I will grudgingly accept the uniforms as a visual representation of the increasing professionalization of the police, Not!Gisquet’s Légion d’honneur is a reasonable reward for him apparently allowing the July Revolution to happen, and I do appreciate them swapping the portrait of Louis XVIII for Louis-Philippe inside, but there’s no excuse for Javert’s medal or the flag.
• Surely the entire purpose of casting Josh O'Connor as Marius is so Marius can be shy and stiff and awkward, and emphasize these qualities by having a face that consists primarily of nose and ears? Otherwise you could cast someone who actually looks like Marius.

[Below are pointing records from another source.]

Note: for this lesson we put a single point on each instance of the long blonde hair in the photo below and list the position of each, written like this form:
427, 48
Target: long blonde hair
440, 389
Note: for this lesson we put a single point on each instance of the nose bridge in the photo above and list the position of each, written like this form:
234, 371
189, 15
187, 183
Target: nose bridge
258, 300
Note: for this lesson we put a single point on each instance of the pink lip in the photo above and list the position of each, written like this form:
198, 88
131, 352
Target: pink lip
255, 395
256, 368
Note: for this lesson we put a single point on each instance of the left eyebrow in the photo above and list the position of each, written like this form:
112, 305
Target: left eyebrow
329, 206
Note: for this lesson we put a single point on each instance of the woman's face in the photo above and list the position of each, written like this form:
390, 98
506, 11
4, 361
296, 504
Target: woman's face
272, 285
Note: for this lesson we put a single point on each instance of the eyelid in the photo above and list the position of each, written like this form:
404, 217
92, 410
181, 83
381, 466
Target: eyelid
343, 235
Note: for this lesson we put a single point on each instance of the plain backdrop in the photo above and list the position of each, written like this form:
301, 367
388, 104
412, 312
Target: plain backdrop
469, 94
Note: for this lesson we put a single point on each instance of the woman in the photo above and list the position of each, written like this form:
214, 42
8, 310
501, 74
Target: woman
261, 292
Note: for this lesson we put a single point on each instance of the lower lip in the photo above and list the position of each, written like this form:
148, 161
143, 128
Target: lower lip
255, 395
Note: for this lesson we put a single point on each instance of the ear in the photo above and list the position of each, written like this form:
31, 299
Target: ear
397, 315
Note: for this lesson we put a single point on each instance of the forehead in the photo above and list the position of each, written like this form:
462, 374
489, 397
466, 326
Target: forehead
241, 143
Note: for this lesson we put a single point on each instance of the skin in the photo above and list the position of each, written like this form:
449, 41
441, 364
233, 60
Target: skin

I know everyone shouts a lot in this and he probably needs to be able to shout back to keep up with Cosette, but from his very first words to Gillenormand he’s far too assertive and confrontational. Part of the charm of Marius/Cosette is how isolated and naive they both are, and how these victims of childhood abuse are able to find in each other a safety they might not find in anyone else. (Marius’ damage is obvious, and while Cosette’s is more subtle her tendency towards unquestioning acceptance would leave her incredibly vulnerable to the Tholomyèses of the world.) This adaptation portrayed this kind of mutual refuge very well with Valjean/Fantine, of all things, so it’s weird they didn’t think to do it here.
Of course, Bambersette is healthier than Brick Cosette in some ways so maybe she doesn’t need it so much, but they still need to sell us on the pairing somehow. Meet-cutes in the Luxembourg are all very well, but handkerchief sniffing can only get you so far.
• I see Fantine’s inability to put her hair up like a respectable woman is hereditary.
• If we have to see this much of the principal-tenant of the Gorbeau House I want to see some parrots, dammit.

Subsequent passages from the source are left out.